A thriving little port on Cape Boeo, the westernmost tip of Sicily overlooking the Egadi Islands and Tunisia, Marsala is where the world-famous Marsala sweet wine is produced thanks to the area's fertile red earth, sunshine, and sea breezes. This is an elegant town with baroque buildings, Roman ruins, a lively fish market, and a long sandy coastline stretching to the north and south.
Like the town itself, Marsala wine has antique origins, but it was first popularized in 1770 when an English trader, John Woodhouse, was forced to anchor here during a violent storm. Woodhouse headed for a tavern, downed some local wine, and realized it had commercial potential: The rest is history. You can drink some of the amber yellow Marsala in one of the town's quaint wine shops, or head through the hills along roads lined with prickly-pear cacti to one of the vineyards nearby. Townspeople drink the dark, vintage Marsala, which is best sipped as a dessert wine with hard piquant cheese, fruit or pastries, and it's also used to flavor the local cassatelle cakes made from fried ricotta and cinnamon.
Wine isn't the only gastronomic delight in Marsala; it's a good place to try what's considered to be the oldest handmade pasta in the world, busiati.
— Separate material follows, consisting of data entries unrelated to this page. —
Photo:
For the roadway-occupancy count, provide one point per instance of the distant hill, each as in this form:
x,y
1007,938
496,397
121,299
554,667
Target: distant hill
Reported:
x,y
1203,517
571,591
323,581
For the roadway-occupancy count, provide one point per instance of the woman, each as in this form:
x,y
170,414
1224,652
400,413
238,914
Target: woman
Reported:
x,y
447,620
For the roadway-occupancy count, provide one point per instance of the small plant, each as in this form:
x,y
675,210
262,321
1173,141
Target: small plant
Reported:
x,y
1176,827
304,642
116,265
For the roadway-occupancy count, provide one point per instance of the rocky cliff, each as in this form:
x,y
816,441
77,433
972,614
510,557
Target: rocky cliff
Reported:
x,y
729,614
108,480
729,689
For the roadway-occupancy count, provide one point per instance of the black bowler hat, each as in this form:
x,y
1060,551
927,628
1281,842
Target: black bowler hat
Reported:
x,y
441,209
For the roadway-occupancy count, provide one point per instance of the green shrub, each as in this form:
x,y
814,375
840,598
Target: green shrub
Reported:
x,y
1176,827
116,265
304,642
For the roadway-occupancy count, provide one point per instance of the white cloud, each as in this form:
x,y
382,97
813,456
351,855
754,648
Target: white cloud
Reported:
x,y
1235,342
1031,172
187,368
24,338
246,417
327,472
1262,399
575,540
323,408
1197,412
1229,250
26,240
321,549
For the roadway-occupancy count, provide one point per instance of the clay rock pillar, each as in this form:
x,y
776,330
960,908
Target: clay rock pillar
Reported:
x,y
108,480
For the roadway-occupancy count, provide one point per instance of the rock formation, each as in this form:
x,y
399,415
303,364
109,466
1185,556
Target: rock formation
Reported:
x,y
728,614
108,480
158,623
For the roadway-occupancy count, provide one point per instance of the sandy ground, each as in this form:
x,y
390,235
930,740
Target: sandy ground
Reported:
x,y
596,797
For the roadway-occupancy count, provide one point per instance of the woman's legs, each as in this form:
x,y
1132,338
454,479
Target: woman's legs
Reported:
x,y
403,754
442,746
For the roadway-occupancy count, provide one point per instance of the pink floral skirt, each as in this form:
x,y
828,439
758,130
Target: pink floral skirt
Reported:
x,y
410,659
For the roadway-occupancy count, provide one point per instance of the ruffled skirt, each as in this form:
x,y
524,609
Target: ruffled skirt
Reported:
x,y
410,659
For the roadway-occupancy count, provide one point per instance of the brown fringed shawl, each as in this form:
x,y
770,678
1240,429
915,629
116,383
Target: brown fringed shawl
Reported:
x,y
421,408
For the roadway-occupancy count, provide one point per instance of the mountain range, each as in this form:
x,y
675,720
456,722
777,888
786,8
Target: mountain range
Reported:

The curly pasta has a firm texture and mealy taste, and is good eaten with pesto sauce made Trapanese style with cherry tomatoes.
The best time to visit the town is in early May when its inhabitants don red shirts to re-enact one of the most important events in Italian history: The landing of Garibaldi and his brigade of Red Shirts at Marsala on May 11, 1860, which was the start of the freedom-fighter's campaign to unify Italy.